Facebook, Google, LinkedIn, and Twitter have decided to make sure that a relational databases is “web-scale”, so they have put their efforts behind WebScaleSQL, a branch of MySQL 5.6 Community Edition.

MySQL is already used by the above mentioned companies at a web-scale level, but they are facing “similar challenges with the technology”, and they came up with the idea to “create and maintain the common set of changes required to use MySQL and further customize it for our needs, rather than each of us maintaining separate branches,” said Steaphan Greene, Software Engineer at Facebook, in an interview with InfoQ. The project is “open, so everyone in the MySQL community can benefit and contribute to the code,” added Greene.

When asked why MySQL and not MariaDB, Greene said that they “reached a consensus that MySQL-5.6 was the right choice for this, as it has the production-ready features we need to operate at scale, and the features planned for MySQL-5.7 seem like a fitting path forward for us,” but they will “continue to revisit this decision as the ecosystem evolves.”

It is important to note that this is a branch of MySQL 5.6.17 and not a fork, and the changes introduced in WebScaleSQL are going to be pushed back into the trunk as long as “MySQL community releases continue,” according to the project’s FAQ.

The 4 web-scale companies have collaborated on MySQL for the past few months, setting up an automated framework and a suite of stress tests for evaluating proposed changes to the codebase.

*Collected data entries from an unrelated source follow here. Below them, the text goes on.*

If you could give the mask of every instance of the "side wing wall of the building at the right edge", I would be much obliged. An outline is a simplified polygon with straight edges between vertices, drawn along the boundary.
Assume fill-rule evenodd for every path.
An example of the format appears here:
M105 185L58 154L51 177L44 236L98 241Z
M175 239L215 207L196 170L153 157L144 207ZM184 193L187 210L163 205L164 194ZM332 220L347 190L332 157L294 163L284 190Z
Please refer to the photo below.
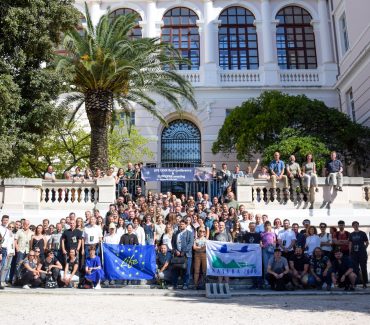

When a code change is submitted it gets included in the codebase if it useful to at least another company from those participating to the project. Patches specific only to one company are not included.

So far LinkedIn has contributed “some changes to the test framework, suggested improvements and reviewed changes submitted by other members,” told us Davi Arnaut, a LinkedIn engineer.

Twitter has contributed with a back port of a buffer pool optimization from MySQL 5.7, support for NUMA interleave policy, and a number of fixes.

All project commits can be tracked on GitHub’s project page.

For the near future, Facebook intends to contribute an asynchronous client, including “production-tested versions of table, user, and compression statistics,” compression and logical read-ahead.

For the long term future, WebScaleSQL will attempt to address the scalability issues that very large MySQL deployments face as they arrive.

WebScaleSQL will not provide builds but only source code. This allows each of the four companies to download the code, add company-specific patches and optimizations and create the builds as desired.